Marc Marquez is so gifted as a professional motorcycle racer that even he seems stunned by his victory

Marc Marquez, 25, is so gifted as a professional motorcycle racer that even he seems stunned by his victory in Austin on Sunday.

Wearing a leather jacket over an open black jersey that looked like it came straight from a rap video, Marquez won on Austin’s temporary street circuit, finishing more than 17 seconds ahead of rivals Stefan Bradl of Germany and Julian Simon of France. The two-time MotoGP world champion is the world’s youngest two-time MotoGP champ, now at 25 years and 52 days, but next season he will be older and, crucially, wiser.

Marquez comes from Barcelona, the center of Spain’s creative scene, where he got his start riding his scooter while listening to hip-hop songs and thought nothing of drinking pineapple juice in a race circle.

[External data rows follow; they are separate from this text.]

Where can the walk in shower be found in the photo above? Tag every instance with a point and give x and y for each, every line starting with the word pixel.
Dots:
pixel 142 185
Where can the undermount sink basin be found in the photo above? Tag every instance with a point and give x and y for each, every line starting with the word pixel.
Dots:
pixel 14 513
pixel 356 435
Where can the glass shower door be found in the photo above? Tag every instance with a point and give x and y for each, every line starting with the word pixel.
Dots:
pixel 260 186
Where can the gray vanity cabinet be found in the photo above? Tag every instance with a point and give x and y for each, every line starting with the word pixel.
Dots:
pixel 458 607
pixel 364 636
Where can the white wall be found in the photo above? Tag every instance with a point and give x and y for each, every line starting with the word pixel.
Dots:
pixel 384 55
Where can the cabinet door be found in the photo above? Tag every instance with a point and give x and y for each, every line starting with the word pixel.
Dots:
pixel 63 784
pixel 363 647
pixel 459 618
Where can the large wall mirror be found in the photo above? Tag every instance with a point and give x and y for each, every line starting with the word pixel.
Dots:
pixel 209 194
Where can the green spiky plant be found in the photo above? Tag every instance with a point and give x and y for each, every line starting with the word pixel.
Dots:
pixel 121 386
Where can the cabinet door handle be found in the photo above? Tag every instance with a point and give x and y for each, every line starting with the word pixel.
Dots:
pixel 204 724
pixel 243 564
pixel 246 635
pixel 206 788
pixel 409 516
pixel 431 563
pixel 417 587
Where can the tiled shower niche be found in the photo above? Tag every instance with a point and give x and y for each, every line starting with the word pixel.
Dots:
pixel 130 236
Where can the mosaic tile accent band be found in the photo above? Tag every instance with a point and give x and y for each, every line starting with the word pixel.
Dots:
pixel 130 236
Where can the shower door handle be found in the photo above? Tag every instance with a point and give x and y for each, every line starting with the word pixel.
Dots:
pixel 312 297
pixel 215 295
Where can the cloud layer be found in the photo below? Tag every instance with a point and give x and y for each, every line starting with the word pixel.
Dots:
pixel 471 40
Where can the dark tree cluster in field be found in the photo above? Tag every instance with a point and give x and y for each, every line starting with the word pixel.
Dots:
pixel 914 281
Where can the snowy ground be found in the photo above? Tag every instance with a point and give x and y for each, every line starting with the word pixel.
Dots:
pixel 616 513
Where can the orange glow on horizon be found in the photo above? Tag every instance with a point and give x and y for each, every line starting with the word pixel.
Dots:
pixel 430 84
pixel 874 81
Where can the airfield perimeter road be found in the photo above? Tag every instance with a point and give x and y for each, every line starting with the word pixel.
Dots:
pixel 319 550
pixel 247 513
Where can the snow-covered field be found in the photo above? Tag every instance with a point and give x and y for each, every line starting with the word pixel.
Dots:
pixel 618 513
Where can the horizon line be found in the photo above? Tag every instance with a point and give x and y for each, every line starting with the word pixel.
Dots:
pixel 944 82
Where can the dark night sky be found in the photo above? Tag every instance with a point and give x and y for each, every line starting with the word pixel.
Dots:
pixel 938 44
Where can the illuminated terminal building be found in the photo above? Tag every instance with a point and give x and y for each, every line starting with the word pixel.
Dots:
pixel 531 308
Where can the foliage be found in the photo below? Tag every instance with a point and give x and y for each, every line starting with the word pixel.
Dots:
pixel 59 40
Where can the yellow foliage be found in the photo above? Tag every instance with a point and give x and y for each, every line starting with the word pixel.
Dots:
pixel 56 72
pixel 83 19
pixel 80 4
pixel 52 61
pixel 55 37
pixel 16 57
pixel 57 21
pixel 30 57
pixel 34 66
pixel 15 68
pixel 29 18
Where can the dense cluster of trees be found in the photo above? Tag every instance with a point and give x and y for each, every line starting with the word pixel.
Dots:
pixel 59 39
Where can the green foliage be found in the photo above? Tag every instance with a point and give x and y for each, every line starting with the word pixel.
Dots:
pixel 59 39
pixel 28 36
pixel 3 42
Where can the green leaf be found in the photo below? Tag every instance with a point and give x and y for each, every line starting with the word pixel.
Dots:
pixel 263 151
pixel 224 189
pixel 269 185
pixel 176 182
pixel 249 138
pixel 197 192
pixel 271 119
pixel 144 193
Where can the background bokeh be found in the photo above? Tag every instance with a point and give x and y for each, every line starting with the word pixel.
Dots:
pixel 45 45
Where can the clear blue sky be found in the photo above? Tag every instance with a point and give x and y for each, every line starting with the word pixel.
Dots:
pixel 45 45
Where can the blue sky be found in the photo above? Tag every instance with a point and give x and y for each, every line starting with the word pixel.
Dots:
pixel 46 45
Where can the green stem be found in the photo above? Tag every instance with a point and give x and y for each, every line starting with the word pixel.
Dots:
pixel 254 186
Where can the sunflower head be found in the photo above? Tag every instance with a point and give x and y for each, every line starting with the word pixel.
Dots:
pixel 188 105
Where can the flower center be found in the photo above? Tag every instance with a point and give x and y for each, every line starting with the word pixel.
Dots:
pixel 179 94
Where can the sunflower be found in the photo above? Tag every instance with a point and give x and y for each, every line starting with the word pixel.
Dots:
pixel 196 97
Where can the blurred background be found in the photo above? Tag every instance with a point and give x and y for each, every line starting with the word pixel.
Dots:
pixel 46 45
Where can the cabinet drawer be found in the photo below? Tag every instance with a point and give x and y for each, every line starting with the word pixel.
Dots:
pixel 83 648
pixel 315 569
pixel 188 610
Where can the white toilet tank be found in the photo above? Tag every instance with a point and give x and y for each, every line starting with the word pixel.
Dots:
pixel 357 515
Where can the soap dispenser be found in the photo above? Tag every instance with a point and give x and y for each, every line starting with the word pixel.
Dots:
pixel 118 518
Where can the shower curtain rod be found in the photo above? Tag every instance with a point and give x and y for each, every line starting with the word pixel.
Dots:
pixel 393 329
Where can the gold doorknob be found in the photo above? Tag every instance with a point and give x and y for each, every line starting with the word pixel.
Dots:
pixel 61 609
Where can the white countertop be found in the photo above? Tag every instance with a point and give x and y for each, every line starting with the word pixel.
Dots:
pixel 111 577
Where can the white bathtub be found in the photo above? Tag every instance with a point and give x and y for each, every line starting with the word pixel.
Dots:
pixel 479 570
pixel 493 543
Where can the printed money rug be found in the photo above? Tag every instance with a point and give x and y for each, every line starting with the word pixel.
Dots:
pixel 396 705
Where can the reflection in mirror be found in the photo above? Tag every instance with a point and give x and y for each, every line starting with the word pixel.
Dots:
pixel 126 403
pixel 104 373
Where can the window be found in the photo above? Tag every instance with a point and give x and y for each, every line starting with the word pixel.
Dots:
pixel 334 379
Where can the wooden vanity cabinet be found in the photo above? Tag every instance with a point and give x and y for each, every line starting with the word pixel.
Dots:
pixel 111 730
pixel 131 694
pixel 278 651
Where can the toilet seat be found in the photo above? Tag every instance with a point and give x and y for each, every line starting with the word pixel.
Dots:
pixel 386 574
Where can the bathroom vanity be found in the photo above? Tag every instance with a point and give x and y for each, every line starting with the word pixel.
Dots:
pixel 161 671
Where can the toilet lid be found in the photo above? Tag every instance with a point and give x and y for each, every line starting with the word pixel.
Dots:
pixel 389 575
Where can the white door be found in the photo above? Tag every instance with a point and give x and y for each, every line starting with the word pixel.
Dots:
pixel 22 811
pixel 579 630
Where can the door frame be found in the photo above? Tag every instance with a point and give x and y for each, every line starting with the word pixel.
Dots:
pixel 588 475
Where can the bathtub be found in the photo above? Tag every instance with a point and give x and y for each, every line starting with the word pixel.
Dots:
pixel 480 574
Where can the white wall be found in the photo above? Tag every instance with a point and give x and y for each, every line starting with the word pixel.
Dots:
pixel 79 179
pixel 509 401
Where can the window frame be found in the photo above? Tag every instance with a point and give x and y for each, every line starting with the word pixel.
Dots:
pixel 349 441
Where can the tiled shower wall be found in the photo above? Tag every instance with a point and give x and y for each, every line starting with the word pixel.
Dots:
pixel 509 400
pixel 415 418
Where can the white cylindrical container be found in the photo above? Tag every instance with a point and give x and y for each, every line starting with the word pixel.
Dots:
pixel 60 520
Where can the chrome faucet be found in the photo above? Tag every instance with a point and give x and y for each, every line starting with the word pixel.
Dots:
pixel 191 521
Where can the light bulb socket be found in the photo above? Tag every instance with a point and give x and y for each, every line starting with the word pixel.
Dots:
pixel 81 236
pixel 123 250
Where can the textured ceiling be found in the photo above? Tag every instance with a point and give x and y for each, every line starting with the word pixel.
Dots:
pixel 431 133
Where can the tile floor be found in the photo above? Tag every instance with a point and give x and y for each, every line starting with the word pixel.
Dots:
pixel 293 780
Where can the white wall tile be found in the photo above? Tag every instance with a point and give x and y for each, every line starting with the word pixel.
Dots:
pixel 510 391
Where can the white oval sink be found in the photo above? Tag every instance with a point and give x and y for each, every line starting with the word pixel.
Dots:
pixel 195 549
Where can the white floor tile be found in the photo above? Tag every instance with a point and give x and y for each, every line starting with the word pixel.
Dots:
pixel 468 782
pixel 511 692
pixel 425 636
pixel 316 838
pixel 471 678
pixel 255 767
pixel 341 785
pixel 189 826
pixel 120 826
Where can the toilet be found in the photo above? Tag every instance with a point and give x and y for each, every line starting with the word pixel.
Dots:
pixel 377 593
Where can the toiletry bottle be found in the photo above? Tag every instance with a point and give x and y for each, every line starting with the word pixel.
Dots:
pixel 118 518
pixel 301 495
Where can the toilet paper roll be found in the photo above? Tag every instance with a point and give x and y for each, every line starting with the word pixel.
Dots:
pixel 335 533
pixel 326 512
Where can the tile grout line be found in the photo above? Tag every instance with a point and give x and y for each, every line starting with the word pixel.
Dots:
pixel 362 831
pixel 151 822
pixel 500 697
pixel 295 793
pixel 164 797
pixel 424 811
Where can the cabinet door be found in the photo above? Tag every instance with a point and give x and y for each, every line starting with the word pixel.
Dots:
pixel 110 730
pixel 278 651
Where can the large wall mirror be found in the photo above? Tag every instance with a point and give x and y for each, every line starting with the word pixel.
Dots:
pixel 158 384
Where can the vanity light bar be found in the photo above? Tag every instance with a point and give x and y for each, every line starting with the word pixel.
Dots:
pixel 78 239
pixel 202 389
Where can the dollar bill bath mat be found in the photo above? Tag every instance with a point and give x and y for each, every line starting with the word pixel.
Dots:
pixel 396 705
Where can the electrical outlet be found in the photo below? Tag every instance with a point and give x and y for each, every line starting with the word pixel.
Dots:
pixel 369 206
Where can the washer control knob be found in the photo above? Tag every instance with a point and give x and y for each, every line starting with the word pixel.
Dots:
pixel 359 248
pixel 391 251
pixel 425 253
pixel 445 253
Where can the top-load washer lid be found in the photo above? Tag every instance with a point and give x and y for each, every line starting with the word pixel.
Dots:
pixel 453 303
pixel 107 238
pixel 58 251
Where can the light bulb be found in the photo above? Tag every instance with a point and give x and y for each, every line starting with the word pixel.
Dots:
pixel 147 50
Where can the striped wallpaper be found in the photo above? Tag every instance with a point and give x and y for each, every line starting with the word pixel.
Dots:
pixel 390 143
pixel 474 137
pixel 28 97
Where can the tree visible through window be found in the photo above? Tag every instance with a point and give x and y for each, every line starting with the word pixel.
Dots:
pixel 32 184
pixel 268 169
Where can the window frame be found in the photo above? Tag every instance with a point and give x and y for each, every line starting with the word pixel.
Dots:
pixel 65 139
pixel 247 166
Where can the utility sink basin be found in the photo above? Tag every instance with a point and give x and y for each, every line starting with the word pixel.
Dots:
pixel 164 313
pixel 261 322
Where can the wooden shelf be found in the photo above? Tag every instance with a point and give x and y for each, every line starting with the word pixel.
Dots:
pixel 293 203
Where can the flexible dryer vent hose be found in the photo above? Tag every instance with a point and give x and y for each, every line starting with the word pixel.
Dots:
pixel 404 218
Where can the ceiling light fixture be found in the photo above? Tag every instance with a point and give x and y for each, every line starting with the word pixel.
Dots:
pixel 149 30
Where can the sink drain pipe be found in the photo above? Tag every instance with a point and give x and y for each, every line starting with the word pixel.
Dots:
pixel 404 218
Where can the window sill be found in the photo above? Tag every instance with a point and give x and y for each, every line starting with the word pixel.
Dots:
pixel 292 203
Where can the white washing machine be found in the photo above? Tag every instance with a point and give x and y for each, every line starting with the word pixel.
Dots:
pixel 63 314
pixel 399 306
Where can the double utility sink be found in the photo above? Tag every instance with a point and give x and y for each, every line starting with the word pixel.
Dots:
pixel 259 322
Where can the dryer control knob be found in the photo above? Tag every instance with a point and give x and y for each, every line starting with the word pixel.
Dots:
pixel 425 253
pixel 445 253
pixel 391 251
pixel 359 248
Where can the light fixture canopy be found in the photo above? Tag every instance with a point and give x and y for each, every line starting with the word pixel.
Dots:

All that hard work and talent ended in frustration. A motorcycle race circuit would be nothing without risks, and Marquez came close to dying in 2016 at the Dutch TT of Assen, where he crashed during a rainstorm, losing a top-of-the-line road bike and suffering serious concussion. He spent eight days in a coma.

“The life of a racer is not easy, there are lots of stupid things that happen and unfortunately, not a lot of nice things,” Marquez said Saturday.

The 2016 crash was a low point, and he looked back on that race in June as “the tragedy that got me to where I am today.”

Marquez also lost his left hand to a motorcycle, and now uses an arm-controlled steering wheel instead of a handlebar.

Some sportswriters were skeptical about his claims of turning pro in his early teens because he won races by riding his scooter. And then came his victory in 2015 in the Indianapolis 500.

By then, he was already a star in his home country — that “never-ending, no-settling energy” that runs in his veins, his stepfather Jorg Urbanovitch said in an interview with La Vanguardia.

Between 2016 and 2017, Marquez became the youngest person to ever win two MotoGP races by age 19. “His success comes from a natural quality that has nothing to do with training,” Urbanovitch said.

This season, he has won three of the four rounds he’s entered to lead the way. That includes the Moto3 race on his home turf last month, where he led from start to finish to beat Maverick Vinales by 9.6 seconds.

This weekend, in Austin, Marquez spent about a half-hour before the race in a video interview with the sponsors, where he mostly spoke in Spanish and joked that his appearance this year is a tribute to his fans.

“Thank you to all of you that made my dream come true,” he said.